While the current cyber and geopolitical landscapes continue to exacerbate these conditions, Flashpoint empowers aviation and aeronautics organizations to bolster defenses, inform decisions, and mitigate a broad spectrum of cyber, fraud, political, and physical risks, some of which include:


ACTIVIST IMPACTS ON THE AVIATION CYCLE

The development of aviation and aeronautics activities worldwide exposes this industry to political risks that could impact their earnings. Over the past few years, various activist groups have initiated campaigns which have caused runway or terminal shutdowns. At one airport, a 2016 protest halted flights for more than six hours, resulting in 120 flight cancellations. Overall, instances of activism have resulted in impeded flight operations, global flight delays, reputational damage, and ultimately a financial impact to individual airline carriers. The decrease in air traffic could also impact the volume of aeronautics sales and services, including maintenance, repair, and overhaul (MRO) and spare part sales.
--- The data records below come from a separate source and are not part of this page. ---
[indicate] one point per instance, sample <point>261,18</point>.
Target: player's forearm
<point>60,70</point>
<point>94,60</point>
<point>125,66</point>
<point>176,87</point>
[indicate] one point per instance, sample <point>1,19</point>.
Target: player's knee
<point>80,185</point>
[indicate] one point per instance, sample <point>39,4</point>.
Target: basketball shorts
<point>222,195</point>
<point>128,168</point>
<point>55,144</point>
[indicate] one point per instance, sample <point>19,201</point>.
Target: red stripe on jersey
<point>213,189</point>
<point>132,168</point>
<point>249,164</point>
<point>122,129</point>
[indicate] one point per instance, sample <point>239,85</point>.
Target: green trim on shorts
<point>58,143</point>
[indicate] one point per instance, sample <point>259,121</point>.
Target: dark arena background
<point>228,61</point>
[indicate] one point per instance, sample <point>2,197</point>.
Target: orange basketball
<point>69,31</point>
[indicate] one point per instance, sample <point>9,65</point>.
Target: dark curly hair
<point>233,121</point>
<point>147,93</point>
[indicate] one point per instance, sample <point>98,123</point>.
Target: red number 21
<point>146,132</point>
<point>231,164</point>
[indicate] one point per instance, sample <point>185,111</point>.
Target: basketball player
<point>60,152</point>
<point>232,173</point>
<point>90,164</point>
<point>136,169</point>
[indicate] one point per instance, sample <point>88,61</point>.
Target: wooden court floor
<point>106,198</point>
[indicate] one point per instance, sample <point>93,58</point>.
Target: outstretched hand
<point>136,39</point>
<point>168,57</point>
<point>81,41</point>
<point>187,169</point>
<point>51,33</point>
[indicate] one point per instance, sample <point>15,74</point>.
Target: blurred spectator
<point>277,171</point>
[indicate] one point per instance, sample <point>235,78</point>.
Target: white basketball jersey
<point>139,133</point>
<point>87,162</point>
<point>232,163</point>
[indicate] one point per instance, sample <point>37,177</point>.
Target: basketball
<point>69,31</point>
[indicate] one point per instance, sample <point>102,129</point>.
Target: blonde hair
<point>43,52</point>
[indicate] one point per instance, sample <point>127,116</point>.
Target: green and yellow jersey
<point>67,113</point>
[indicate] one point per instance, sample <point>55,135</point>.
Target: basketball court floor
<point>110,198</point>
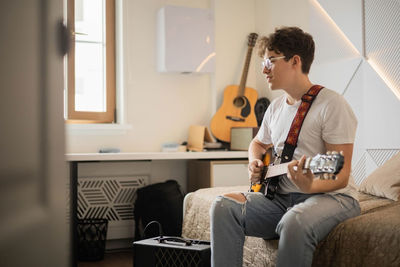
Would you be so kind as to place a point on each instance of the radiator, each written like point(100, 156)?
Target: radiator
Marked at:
point(110, 198)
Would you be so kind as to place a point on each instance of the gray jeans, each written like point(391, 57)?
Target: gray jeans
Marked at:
point(300, 221)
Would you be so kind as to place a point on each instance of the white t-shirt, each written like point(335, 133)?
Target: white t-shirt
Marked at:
point(329, 119)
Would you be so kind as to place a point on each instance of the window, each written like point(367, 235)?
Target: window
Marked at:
point(91, 80)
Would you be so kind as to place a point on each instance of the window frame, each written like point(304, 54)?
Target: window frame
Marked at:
point(85, 117)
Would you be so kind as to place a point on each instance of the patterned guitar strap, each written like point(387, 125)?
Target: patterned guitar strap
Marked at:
point(293, 135)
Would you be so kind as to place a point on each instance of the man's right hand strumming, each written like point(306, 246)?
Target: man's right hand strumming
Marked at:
point(255, 169)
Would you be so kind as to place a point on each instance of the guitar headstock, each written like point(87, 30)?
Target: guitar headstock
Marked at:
point(252, 39)
point(327, 166)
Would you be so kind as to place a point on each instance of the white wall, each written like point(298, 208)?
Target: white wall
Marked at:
point(341, 64)
point(160, 107)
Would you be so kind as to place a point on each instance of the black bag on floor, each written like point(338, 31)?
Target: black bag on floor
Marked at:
point(162, 202)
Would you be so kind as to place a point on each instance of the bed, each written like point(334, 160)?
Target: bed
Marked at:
point(370, 239)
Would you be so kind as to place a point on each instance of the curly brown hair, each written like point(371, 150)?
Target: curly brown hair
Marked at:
point(289, 41)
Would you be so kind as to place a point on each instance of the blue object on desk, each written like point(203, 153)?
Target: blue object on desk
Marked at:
point(109, 150)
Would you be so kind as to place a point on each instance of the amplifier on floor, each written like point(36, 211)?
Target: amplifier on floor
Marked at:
point(171, 252)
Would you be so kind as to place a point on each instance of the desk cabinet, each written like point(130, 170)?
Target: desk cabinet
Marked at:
point(214, 173)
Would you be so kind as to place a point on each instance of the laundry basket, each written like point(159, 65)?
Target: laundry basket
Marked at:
point(92, 235)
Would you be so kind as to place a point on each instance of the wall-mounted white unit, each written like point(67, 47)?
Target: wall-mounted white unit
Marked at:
point(185, 40)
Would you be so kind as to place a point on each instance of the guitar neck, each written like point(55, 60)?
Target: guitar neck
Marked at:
point(245, 72)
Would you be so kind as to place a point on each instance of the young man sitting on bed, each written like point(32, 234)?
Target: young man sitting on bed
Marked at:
point(305, 209)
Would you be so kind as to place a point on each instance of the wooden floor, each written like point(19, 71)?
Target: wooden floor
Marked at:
point(111, 259)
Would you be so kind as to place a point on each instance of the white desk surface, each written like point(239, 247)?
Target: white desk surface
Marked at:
point(155, 156)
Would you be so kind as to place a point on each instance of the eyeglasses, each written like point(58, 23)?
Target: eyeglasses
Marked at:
point(267, 62)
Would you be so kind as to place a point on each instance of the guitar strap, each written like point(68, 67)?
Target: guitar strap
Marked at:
point(271, 185)
point(293, 135)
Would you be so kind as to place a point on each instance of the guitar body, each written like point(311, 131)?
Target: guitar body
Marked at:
point(326, 166)
point(235, 111)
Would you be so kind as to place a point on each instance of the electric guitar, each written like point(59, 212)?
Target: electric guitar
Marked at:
point(237, 109)
point(325, 166)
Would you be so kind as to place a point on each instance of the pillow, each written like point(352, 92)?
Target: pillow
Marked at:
point(385, 180)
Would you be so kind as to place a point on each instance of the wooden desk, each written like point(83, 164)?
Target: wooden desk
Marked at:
point(75, 158)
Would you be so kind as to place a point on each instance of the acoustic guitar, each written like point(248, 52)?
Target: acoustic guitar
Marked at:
point(325, 166)
point(237, 109)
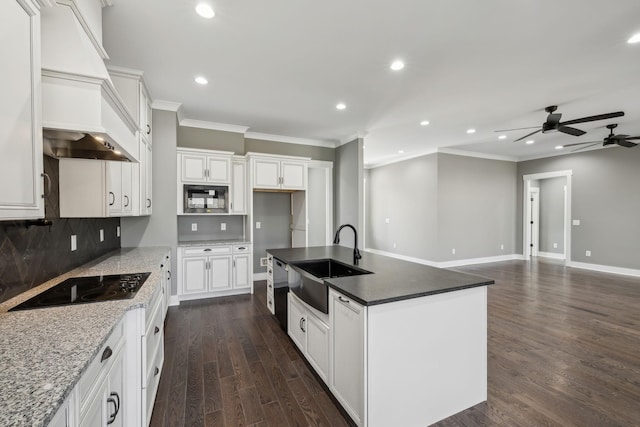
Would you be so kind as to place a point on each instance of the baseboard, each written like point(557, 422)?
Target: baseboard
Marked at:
point(551, 255)
point(605, 268)
point(259, 276)
point(448, 264)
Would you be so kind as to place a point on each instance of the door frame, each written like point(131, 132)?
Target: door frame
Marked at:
point(567, 210)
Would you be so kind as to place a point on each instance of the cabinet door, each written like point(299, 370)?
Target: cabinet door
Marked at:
point(20, 122)
point(238, 188)
point(296, 318)
point(318, 346)
point(220, 273)
point(347, 376)
point(218, 169)
point(193, 167)
point(241, 271)
point(114, 193)
point(294, 175)
point(194, 274)
point(266, 173)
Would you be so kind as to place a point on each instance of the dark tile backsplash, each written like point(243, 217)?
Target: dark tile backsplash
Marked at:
point(31, 255)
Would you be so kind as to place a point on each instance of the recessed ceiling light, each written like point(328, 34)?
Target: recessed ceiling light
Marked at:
point(397, 65)
point(634, 39)
point(204, 10)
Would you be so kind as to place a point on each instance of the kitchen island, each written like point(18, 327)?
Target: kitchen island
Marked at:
point(405, 345)
point(45, 352)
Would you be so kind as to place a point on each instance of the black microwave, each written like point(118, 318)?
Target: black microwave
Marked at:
point(206, 199)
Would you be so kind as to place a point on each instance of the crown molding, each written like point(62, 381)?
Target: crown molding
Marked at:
point(290, 139)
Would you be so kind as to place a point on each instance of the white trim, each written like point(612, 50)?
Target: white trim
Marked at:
point(550, 255)
point(605, 268)
point(259, 276)
point(160, 104)
point(448, 264)
point(213, 125)
point(291, 139)
point(476, 155)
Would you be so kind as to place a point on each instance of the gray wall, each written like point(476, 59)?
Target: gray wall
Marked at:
point(160, 228)
point(273, 211)
point(606, 200)
point(349, 193)
point(551, 222)
point(441, 202)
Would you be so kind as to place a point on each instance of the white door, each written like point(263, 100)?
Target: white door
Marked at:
point(194, 275)
point(298, 219)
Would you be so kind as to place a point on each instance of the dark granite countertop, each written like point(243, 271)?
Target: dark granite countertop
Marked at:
point(393, 279)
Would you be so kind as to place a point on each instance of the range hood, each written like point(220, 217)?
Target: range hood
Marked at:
point(82, 113)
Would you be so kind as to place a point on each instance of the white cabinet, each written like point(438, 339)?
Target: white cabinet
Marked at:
point(274, 173)
point(310, 333)
point(20, 112)
point(238, 187)
point(206, 271)
point(209, 166)
point(95, 188)
point(348, 329)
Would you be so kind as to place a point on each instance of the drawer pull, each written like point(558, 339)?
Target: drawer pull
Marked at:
point(106, 354)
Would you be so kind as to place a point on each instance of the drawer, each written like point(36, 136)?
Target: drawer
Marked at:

By using Flashpoint’s Finished Intelligence, decision makers can stay informed on emerging trends that affect the aviation cycle and gain tactical advice on how to properly allocate security resources to minimize reputational damage and operational disruption. In past instances of activism, for instance, Flashpoint assessed the impact of upcoming protests impeding airport construction projects and expansion plans. Other assessments included whether protests were likely to involve vandalism or economic impacts such as disruption of business, and if campaigns were gaining or losing momentum. Based on this information, Flashpoint customers were able to take action to prevent these risks from affecting business operations and ensure the safety of their employees, facilities, and the protestors themselves.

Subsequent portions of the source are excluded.